I ask Gore if he regrets not having made climate change the organizing principle of his cautious 2000 campaign. Doing so might not have won many votes by itself, but it might have helped free him from the consultants, unleashing a more authentic Gore—and that could have made all the difference. "There's a tree-falls-in-the-forest factor here," he says. "Because the many speeches that I made about this were not really reported. More than half the articles written about global warming that year said it might not even be real. But I take responsibility for not having the skills needed to break through the clutter. At least not then. Perhaps I still don't."

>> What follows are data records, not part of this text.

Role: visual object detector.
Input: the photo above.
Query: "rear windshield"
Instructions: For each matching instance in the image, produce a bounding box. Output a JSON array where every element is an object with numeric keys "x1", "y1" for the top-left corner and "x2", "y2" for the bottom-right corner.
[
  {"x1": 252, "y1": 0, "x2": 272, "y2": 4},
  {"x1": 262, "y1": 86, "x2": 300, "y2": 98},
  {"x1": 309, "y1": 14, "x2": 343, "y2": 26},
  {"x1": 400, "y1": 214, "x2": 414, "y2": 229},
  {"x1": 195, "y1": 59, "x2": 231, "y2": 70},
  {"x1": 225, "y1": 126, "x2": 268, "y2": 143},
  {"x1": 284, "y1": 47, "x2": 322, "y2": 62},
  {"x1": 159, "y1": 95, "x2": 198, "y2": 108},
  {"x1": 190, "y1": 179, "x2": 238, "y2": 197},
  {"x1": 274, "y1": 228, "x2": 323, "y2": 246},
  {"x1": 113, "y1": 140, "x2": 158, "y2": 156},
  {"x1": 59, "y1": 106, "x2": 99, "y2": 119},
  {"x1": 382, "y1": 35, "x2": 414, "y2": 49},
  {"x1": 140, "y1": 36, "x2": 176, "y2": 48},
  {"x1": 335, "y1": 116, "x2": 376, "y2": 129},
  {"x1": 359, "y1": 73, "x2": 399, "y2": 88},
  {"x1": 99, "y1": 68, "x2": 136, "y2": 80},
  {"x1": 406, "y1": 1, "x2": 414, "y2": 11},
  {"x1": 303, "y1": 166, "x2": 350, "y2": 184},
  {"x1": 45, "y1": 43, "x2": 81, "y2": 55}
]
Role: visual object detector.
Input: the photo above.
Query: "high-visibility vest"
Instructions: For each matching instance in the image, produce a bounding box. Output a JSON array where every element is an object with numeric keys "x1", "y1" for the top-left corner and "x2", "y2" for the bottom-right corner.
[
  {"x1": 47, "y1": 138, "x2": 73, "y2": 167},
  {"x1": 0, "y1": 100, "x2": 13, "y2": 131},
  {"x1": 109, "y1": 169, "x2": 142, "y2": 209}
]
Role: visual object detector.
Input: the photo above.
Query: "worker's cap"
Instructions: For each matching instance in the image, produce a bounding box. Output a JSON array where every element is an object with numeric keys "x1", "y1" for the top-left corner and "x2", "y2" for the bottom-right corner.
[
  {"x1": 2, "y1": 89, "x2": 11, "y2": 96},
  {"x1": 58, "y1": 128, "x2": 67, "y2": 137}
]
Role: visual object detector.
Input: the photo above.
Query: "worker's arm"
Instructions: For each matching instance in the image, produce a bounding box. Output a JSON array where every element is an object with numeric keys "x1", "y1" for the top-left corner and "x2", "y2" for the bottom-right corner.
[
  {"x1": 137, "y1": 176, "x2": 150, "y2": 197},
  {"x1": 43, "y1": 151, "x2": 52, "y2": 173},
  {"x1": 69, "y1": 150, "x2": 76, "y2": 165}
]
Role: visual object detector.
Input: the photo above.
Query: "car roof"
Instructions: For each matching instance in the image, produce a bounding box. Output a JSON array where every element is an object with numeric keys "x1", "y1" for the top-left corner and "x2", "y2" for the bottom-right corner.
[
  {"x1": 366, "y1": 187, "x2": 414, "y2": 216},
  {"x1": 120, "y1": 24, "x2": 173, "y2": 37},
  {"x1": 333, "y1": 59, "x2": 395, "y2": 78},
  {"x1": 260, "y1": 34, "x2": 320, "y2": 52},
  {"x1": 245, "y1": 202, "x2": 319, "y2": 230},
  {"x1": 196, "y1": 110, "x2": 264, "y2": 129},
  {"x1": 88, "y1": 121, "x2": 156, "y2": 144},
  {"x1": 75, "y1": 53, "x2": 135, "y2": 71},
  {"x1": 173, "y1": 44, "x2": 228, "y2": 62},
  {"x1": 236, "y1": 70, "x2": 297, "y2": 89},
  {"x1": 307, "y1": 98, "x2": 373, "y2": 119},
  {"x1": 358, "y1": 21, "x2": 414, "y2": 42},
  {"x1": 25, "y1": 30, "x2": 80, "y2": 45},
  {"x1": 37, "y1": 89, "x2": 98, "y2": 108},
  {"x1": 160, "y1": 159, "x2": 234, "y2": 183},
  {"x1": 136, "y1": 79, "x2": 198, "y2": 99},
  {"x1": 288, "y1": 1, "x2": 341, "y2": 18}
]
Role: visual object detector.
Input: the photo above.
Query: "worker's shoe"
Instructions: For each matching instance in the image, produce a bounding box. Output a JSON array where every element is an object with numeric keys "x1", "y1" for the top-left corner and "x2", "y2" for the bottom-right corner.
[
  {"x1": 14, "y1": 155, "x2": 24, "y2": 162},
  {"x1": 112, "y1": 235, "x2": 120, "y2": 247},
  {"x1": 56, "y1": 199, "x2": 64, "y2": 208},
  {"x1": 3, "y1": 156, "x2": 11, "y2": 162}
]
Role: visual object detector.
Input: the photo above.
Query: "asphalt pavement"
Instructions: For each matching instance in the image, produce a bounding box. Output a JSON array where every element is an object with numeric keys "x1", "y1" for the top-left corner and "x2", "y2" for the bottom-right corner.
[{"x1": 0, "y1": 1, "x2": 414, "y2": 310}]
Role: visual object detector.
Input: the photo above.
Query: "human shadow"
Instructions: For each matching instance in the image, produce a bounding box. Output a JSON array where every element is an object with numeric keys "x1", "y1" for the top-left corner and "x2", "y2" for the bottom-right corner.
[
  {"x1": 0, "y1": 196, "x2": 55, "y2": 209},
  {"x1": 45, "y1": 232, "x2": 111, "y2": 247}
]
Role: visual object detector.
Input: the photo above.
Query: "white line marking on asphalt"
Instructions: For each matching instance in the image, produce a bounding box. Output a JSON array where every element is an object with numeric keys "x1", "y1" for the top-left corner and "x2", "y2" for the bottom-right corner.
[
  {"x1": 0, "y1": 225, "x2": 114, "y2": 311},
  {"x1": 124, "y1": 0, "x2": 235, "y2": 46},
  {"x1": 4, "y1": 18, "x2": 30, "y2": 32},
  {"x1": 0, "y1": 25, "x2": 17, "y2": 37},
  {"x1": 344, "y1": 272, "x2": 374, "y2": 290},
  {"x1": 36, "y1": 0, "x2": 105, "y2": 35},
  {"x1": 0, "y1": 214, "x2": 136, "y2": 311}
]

But what if he does? What if he could take who he is now, all that he's learned, and carry it back into the maelstrom? Could he stay as he is or would he revert? What if he launched a new kind of campaign: no handlers, just the liberated Gore talking about what really matters to him? Would he seem too squishy? These days he improvises, giving freer rein to matters of the heart and spirit than he ever could as a candidate. He draws from a number of faiths, from philosophy and self-help and poetry and from Gandhi's concept of truth force, the idea that people have an innate ability to recognize the most powerful truths. He often cites an African proverb that says, "If you wish to go quickly, go alone. If you wish to go far, go together." Then he builds on it. "We have to go far, quickly," he said in April at the Tribeca Film Festival, where he was introducing a series of environmental films that will be shown at Live Earth. "We have to make it through an uncharted region, to the outer boundaries of what's known, beyond the limits of what we imagine is doable." Then he recited a famous line from the poet Antonio Machado: "Pathwalker, there is no path. You must make the path as you walk." I once heard him get tangled in that line during the 2000 campaign, but this time, he wasn't trying too hard. "We must find a path that we create together, quickly," he said. "With truth force. To seize the opportunity that lies before us." His words were simple, direct and powerful. One clue to how he found that power lies at the end of the poem, in a line Gore doesn't recite, as the poet reveals his desire "to be what I have never been ... a man all alone, walking with no road, with no mirror."

Gore is not carrying a mirror. He's not selling himself; he's selling a cause, a journey. There are no consultants fussing at him, telling him how to be himself. "There's no question I'm freed up," he says. "I don't want to suggest that it's impossible to be free and authentic within the political process, but it's obviously harder. Another person might be better at it than I was. And it's also true that the process is changing and that it may become freer in time.
Obama is rising because he is talking about politics in a way that feels fresh to people ... But anyway, I came through all of that"—he waves a hand that seems to encompass everything, the advisers pecking at him, the attacks in the media, his own mistakes, the unspeakable Florida debacle—"and I guess I changed. And now it is easier for me to just let it fly. It's like they say: What doesn't kill me makes me stronger." What would this Gore be like as a candidate? This Gore is just not all that tempted to find out.